Nice buck. Congrats. Good Luck next year.


----------



## lunatic (Jan 20, 2009)

What a great buck !!!


----------



## pign&gign (Feb 8, 2009)

Great buck!! Congrats!


----------



## saltwatersensations (Aug 30, 2004)

Very nice Buck. Congrats!


----------



## Nwilkins (Jan 18, 2009)

Nice


----------



## Screeminreel (Jun 2, 2004)

Awesome buck, now you can work on those hogs.


----------



## cajunasian (Mar 7, 2007)

Very nice. Congrats


----------



## MLK (Oct 5, 2009)

We have plenty of hogs to work on here are just a few.


----------



## Chunky (Oct 15, 2006)

love the mass on that buck, congrats.


----------



## Rack Ranch (May 25, 2004)

Awesome job Micheal.. I know how many years you hunted a buck like this one and you deserved this trophy..Walker


----------



## Little-bit (Oct 19, 2005)

Very nice deer. Congrats...


----------



## catchysumfishy (Jul 19, 2008)

Chunky said:


> love the mass on that buck, congrats.


X2, he was a heavy ole boy!Excellent kill..Congrat's


----------



## MLK (Oct 5, 2009)

Got the official score back from the TBGA Official Scorer, Gross 140 4/8th and net at 135. Good enough to get in the TBGA scored division and after drying for the required 60 days, I will try to find and get is scored for Pope & Young.


----------



## bountyhunter (Jul 6, 2005)

That is a super buck, nice thick and dark. Congrats!!!!!


----------



## redfish raider (Nov 5, 2009)

It doesnt get much better than that and you barley made before season ends.I shot my first deer a couple days ago with a 3030 bolt action she was big. My uncle nofnsuzies said we are goin to get in trouble for shooting somones hores. 

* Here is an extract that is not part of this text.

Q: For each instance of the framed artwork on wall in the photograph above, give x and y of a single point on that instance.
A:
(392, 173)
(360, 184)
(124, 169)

PS spike and doe season in south TX


----------



## chronotrigger (Dec 18, 2008)

*dang ol' beautiful buck*



redfish raider said:


> My uncle nofnsuzies said we are goin to get in trouble for shooting somones hores.
> 
> PS spike and doe season in south TX


 Huh? Your uncle's right, that will get you in quite some trouble!!! I'll stop .....


----------



## Bucksnort (Jun 29, 2004)

Excellent buck. He is a dandy, congratulations!


----------



## TXwhtlHNTR (Nov 19, 2008)

:smile:

Beautiful - congrats


----------



## igo320 (May 17, 2005)

Very nice...you're hooked


----------



## badfisherman (Dec 30, 2005)

Contrats on a great bow kill..!!! Hope many more to come..!!


----------



## Laguna Freak (Nov 15, 2006)

Well done


----------